O sistema ucraniano está à beira do colapso? Este episódio introduz uma dimensão que nenhuma análise estratégica deve ignorar: a profundidade de uma nação não é definida apenas por quilômetros, fábricas, depósitos e usinas de energia. Ela também é moldada pela legitimidade, coesão política, moral social, confiança nas instituições e pela vontade de continuar a guerra.

Aqui, retornamos a Clausewitz. Depois de mais de quatro anos de conflito, a questão não é apenas quem possui mais drones, projéteis ou soldados, mas sim qual sistema político, econômico e social consegue sustentar a conversão desses recursos em uma vontade efetiva de lutar pelo maior período de tempo.

Há ainda um âmbito mais amplo. À medida que o Ocidente exerce pressão militar, tecnológica e econômica sobre a Rússia, Moscou aprofunda seus laços com a China. A Rota do Mar do Norte faz parte dessa transformação: Pequim busca diversificar corredores, enquanto a Rússia visa expandir suas conexões com a Ásia. O Ártico está longe de substituir Suez, mas a direção do movimento é estrategicamente significativa.

As sanções destinadas a isolar a Rússia criam, simultaneamente, incentivos para uma integração mais profunda com a Ásia. Uma guerra geograficamente concentrada no Leste Europeu contribui, assim, para remodelar os corredores econômicos e os cálculos estratégicos que abrangem a Eurásia e alcançam o Oceano Ártico.

Círculos Concêntricos

Podemos analisar a guerra em termos de círculos concêntricos. O primeiro é o Donbass, onde os soldados combatem. O segundo abrange a profundidade operacional: depósitos, ferrovias, portos, infraestrutura energética, postos de comando e fábricas. O terceiro representa a profundidade estratégica da Rússia: Volgogrado, Yaroslavl e Moscou. O quarto inclui Londres, Washington e o complexo ocidental que fornece inteligência, drones, comunicações, software, satélites e capital. Por fim, há o sistema global: China, Rússia, Ártico, Ormuz, Suez e as principais rotas de energia.
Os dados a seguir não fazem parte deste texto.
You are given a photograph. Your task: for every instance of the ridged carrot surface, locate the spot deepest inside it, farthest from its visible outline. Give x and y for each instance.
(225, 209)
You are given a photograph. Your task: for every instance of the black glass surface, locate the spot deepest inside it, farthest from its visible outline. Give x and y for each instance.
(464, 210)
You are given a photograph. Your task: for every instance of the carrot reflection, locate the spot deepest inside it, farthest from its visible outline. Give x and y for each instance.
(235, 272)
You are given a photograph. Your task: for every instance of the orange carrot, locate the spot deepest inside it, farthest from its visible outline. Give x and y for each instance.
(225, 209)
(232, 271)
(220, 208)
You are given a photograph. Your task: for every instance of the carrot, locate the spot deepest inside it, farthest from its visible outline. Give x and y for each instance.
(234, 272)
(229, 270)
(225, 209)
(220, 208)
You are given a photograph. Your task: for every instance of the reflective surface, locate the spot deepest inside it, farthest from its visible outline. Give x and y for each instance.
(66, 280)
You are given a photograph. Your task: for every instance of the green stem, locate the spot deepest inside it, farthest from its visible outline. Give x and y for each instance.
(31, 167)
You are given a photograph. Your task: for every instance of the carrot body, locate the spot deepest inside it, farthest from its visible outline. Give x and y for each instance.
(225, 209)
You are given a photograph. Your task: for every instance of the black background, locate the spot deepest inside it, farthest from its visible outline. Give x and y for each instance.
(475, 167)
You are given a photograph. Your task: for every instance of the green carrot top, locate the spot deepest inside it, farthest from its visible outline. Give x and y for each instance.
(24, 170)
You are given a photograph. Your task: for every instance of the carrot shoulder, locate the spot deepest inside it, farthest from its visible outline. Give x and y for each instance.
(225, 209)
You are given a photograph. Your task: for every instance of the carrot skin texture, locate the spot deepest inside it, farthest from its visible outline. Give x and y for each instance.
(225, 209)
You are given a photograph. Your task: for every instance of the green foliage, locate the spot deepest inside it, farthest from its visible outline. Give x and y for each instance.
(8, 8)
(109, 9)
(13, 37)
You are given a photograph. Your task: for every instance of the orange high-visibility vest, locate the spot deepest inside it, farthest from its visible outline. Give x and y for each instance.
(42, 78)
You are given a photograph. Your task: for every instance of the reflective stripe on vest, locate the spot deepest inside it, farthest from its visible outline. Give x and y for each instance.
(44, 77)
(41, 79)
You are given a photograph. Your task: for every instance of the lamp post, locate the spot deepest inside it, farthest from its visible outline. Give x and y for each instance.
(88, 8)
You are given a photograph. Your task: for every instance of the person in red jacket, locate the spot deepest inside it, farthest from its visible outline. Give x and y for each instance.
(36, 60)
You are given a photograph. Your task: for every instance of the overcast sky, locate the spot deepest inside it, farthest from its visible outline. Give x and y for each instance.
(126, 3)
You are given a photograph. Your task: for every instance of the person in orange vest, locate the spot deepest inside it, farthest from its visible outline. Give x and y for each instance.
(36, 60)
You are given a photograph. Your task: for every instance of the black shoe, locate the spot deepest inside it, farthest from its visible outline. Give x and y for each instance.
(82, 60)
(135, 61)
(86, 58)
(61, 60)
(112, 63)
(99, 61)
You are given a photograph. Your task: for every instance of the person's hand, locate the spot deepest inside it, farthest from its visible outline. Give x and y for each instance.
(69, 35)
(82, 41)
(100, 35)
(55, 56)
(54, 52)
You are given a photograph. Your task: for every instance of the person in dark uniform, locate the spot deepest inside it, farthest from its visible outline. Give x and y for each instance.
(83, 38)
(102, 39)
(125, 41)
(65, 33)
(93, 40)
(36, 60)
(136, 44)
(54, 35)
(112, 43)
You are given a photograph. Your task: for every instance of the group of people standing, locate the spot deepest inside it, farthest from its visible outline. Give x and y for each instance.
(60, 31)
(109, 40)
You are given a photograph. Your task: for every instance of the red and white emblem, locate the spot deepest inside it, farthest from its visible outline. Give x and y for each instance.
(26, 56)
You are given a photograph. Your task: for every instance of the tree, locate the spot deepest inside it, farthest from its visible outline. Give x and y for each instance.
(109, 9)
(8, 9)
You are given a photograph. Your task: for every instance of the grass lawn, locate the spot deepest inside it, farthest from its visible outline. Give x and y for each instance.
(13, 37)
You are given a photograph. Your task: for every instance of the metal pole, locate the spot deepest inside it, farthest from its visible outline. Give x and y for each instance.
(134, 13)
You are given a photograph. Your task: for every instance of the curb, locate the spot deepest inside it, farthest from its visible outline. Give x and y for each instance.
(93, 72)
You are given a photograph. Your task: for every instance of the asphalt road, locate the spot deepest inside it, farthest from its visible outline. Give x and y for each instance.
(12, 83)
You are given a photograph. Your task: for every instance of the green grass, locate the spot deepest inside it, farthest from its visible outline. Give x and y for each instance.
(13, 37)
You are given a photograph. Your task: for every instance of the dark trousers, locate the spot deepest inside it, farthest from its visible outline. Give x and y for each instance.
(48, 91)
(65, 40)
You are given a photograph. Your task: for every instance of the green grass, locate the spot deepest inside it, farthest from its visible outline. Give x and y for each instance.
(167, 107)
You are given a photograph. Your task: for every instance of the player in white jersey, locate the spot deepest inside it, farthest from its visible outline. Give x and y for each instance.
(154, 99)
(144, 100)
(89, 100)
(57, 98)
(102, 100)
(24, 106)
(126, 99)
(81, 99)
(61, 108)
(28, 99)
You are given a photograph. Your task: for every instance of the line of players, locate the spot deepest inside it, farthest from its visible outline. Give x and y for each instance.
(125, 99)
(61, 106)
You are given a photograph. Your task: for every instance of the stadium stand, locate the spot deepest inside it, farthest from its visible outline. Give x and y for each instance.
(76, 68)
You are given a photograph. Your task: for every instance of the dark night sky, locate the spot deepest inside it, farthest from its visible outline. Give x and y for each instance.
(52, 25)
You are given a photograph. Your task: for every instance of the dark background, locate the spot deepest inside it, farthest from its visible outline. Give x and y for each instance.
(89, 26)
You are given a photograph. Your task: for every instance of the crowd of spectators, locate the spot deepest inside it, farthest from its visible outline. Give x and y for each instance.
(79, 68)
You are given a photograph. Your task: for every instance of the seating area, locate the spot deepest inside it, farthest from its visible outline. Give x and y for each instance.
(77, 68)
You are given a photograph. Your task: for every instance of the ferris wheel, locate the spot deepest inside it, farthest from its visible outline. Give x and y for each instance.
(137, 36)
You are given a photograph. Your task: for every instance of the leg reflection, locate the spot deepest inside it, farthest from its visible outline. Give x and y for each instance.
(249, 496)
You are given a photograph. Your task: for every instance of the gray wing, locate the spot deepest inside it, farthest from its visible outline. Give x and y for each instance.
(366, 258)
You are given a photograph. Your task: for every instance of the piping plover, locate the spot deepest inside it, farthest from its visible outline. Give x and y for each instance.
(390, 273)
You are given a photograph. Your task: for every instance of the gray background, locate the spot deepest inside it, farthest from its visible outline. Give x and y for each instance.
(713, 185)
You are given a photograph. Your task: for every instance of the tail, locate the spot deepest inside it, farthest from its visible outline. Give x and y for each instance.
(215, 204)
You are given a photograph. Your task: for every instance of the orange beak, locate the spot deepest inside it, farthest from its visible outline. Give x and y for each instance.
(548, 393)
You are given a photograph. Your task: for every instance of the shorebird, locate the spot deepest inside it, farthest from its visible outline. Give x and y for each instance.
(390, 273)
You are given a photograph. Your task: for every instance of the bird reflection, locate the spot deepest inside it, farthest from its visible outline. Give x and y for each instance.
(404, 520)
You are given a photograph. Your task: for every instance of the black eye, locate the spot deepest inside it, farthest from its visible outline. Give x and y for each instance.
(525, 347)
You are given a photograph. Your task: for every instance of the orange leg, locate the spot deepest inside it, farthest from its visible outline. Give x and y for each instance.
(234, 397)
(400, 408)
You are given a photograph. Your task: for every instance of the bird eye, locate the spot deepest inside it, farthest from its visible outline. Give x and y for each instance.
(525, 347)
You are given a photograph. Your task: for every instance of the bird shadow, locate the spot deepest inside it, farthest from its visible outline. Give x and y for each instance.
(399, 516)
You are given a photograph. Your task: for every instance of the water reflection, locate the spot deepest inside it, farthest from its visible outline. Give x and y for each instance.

Uma dimensão atravessa todos esses círculos: a política e o elemento humano. Liderança, legitimidade, coesão, moral e vontade determinarão, em última análise, se a capacidade material pode ser transformada em poder efetivo.

Essa perspectiva também oferece uma lição para a Argentina. À medida que rotas alternativas, estreitos e corredores recuperam importância, a geografia volta a ser valiosa. O Atlântico Sul, as passagens interoceânicas, as Malvinas e a projeção antártica não são espaços periféricos, mas componentes de um sistema global em transformação. O Estreito de Magalhães, o Canal de Beagle, o Cabo Horn e a Passagem de Drake ligam o Atlântico e o Pacífico na extremidade sul do continente. Isso não ocorre porque a guerra na Ucrânia provavelmente se deslocará para lá, mas porque o conflito demonstra que pontos de acesso, rotas, recursos e profundidade geográfica são, mais uma vez, centrais para a competição internacional.

Lição Principal

A lição principal pode ser resumida em uma única frase: a guerra expandiu-se para além do campo de batalha. Dimensões de profundidade – física, tecnológica, industrial, política e geoeconômica – estão começando a se sobrepor. Seria prematuro interpretar os ataques ucranianos em território russo como prova de uma mudança que pende a balança a seu favor, ou encarar cada avanço russo como evidência de uma vitória estratégica inevitável. A questão decisiva é quem consegue melhor transformar sucessos táticos em efeitos operacionais e esses efeitos em resultados estratégicos.

A Rússia tenta converter a pressão na linha de frente no desgaste das capacidades militares da Ucrânia. Kiev busca utilizar ataques de longo alcance para degradar a logística, a infraestrutura energética e a indústria bélica russas. O Ocidente visa aproveitar sua superioridade tecnológica e financeira para gerar a capacidade militar necessária para sustentar a Ucrânia. Moscou, por sua vez, responde à pressão ocidental fortalecendo laços econômicos e estratégicos com a China e outros parceiros asiáticos. No entanto, na base de todas essas capacidades, permanece um fator decisivo: a disposição das sociedades e de seus líderes em empenhar efetivos, recursos e legitimidade no esforço de guerra.

Essa é, talvez, a verdadeira batalha. Um pequeno esquadrão de infantaria no Donbass, uma bomba FAB-3000, um drone britânico rumo a uma instalação russa, um navio atacado no Mar Negro, uma empresa integrando robôs e algoritmos e um navio de carga atravessando o Ártico – esses eventos podem parecer díspares, mas fazem parte da mesma transformação estratégica.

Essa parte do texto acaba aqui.